Below table demonstrates the difference when a document originated in the US is to be used in China, by comparing the procedures before and after joining Apostille Convention:
(1) A public notary to notarize the document in the US;
(2) The Secretary of State to authenticate the notarized document; and
(3) The Chinese Embassy/Consulate in the US to legalize the notarized and authenticated document.
(1) A public notary to notarize the document in the US; and
(2) The Secretary of State to issue an apostille on the notarized document.
Usually it takes 30 to 60 days to complete the procedures from notarization to legalization, while after joining the Apostille Convention, it may only take around 10 days.
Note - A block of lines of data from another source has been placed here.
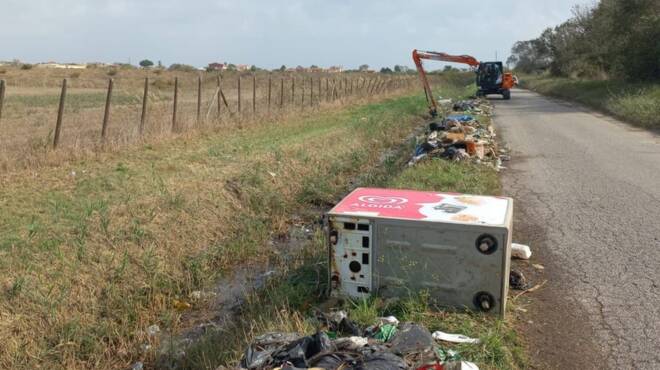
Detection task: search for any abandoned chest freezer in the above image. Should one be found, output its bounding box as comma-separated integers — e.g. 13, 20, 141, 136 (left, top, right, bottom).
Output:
327, 188, 513, 316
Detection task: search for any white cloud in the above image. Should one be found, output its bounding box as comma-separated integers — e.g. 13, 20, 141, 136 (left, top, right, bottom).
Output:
0, 0, 590, 67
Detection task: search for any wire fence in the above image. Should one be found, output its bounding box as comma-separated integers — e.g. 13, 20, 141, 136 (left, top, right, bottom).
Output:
0, 73, 416, 168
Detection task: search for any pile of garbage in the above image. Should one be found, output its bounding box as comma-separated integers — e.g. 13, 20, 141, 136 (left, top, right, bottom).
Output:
409, 99, 508, 170
240, 311, 480, 370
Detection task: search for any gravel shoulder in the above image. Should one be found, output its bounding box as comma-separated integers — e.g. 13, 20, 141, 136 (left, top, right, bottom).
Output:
494, 90, 660, 369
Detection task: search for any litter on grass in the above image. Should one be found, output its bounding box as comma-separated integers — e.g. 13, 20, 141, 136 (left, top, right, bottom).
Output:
409, 99, 509, 171
240, 311, 478, 370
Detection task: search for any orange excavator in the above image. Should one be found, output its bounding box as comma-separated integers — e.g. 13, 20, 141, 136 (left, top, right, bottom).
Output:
413, 50, 514, 117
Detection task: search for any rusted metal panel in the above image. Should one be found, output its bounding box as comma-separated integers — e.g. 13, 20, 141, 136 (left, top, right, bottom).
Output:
328, 188, 513, 316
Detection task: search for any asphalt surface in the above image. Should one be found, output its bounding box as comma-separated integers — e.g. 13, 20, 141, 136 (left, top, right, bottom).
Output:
493, 90, 660, 369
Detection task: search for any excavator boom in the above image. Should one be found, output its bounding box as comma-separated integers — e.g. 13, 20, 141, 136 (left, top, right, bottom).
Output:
413, 50, 514, 117
413, 49, 479, 117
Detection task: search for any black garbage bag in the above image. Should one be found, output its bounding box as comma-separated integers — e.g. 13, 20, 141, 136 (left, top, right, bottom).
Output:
354, 352, 408, 370
272, 332, 334, 368
309, 352, 358, 370
390, 322, 434, 356
429, 120, 447, 131
241, 333, 300, 369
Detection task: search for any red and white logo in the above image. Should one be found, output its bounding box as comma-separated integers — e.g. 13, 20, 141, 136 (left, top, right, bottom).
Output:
358, 195, 408, 206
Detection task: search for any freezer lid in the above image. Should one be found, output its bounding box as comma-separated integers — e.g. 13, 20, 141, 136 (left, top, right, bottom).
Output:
329, 188, 512, 226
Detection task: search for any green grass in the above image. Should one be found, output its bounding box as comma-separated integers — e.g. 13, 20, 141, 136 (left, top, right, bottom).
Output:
0, 86, 423, 368
521, 76, 660, 129
177, 78, 526, 369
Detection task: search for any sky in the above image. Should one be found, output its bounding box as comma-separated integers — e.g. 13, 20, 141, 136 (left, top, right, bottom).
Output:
0, 0, 595, 68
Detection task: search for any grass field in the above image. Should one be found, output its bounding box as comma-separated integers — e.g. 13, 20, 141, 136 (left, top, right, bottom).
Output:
0, 67, 414, 170
521, 75, 660, 129
0, 73, 518, 369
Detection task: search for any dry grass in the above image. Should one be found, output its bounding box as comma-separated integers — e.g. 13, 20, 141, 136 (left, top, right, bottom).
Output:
0, 68, 415, 171
0, 88, 424, 369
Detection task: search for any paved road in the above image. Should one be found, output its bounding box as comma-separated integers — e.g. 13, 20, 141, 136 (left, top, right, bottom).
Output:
494, 90, 660, 369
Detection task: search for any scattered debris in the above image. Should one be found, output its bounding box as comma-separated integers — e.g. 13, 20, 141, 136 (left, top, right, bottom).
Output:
442, 361, 479, 370
511, 243, 532, 260
240, 311, 479, 370
390, 322, 434, 356
172, 299, 192, 311
509, 270, 527, 290
408, 99, 500, 171
432, 330, 481, 344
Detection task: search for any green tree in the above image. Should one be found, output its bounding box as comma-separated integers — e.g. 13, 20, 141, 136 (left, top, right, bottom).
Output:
140, 59, 154, 68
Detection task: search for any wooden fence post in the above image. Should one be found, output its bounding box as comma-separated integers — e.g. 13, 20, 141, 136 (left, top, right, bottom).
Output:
139, 77, 149, 135
300, 76, 305, 110
0, 80, 5, 125
53, 78, 66, 148
101, 78, 114, 141
172, 77, 179, 132
218, 75, 222, 118
280, 77, 284, 109
197, 76, 202, 125
268, 74, 273, 113
252, 73, 257, 115
238, 74, 241, 116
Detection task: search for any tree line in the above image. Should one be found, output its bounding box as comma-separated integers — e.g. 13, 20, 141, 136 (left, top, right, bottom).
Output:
507, 0, 660, 81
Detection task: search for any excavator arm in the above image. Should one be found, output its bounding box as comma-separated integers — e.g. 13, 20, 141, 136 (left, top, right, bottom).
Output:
413, 49, 479, 117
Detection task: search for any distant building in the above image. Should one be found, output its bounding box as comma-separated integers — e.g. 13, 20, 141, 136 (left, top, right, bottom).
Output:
207, 63, 229, 71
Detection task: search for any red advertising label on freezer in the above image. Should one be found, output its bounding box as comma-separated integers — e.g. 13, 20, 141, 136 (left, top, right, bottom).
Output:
329, 188, 511, 225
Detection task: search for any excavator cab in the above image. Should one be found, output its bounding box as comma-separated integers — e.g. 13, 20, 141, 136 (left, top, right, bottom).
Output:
412, 49, 514, 117
475, 62, 513, 100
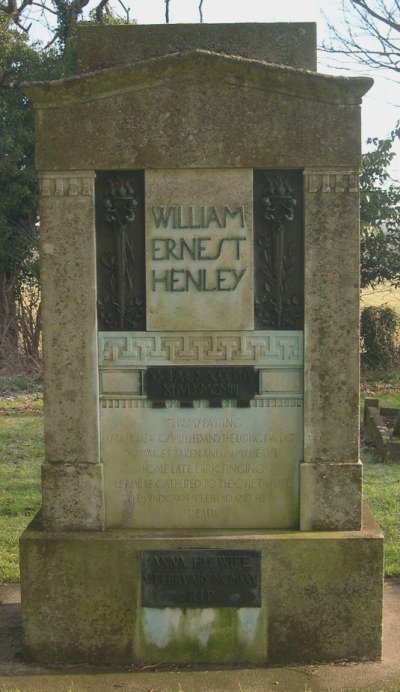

In theory and practically, it significantly reduces time and cost for investors coming from the contracting states to the Apostille Convention to complete the procedures for the documents to be used in China and vice versa, which will greatly facilitate international exchange and encourage the foreign investment and import and export activities in China.
2. Encourage List and Negative List
The Encouraged List is a short for “Catalogue of Industries Encouraged for Foreign Investment”, which lists the activities that the government wishes to promote (and for which various incentives are offered), with separate categories for activities encouraged either nationally or (even more liberally) in less developed Central-Western areas. Governmental incentives include, for example, tax incentives and duty free-import of production equipment. Local authorities may also offer rent reduction, local tax relief, salary subsidies and other incentives for investments in local priority industries, whether or not on the Encouraged List.
The Negative List, officially called “Special Administrative Measures for Foreign Investment Access”, is an official document prescribing the restrictive measures for foreign investors coming into particular industries. This document is updated periodically and has been steadily shrinking over the years. The Negative List of 2022 has 6 items less than that of 2020. The Negative List provides two types of control measures on foreign direct investment, namely prohibited and restrictive measures. Foreign investor is not allowed to invest and engage in prohibited activities, while where an activity is restricted, approval is required by relevant authorities.
3. Foreign Investment Law
The new Foreign Investment Law (the “Law”) is the basic law governing foreign direct investment in China, establishing core principles for the promotion, protection and market access of foreign investment.
One key feature of the Law is “national treatment”, as it promises that foreign enterprises and investors are being treated as equal to as domestic, local Chinese enterprises. The Law abolished long-standing separate sets of laws that treated them differently between wholly foreign-invested enterprises and Sino-foreign joint ventures. Under the Law, in the field of industry sectors that foreign investments are permitted, foreign invested enterprises of all types will be treated under the same legal frameworks as domestic Chinese companies, e.g. the Company Law.
This article is intended to provide a brief and general introduction on relevant information about foreign direct investment in China only and does not purport to cover all the necessary information relevant to any particular aspect. It does not make any recommendation upon which the investors may rely without taking further and more specific advice. The information in this article does not constitute legal advice. No representation or warranty, expressed or implied, is made as to the reliability, accuracy or completeness of the information, opinions and conclusions contained in this article. To the maximum extent permitted by law, JT&N and its employees, advisers and agents do not accept any responsibility or liability including, without limitation, any liability arising from fault or negligence on the part of any person, for any loss arising from the use of this article or its contents or otherwise arising in connection with it.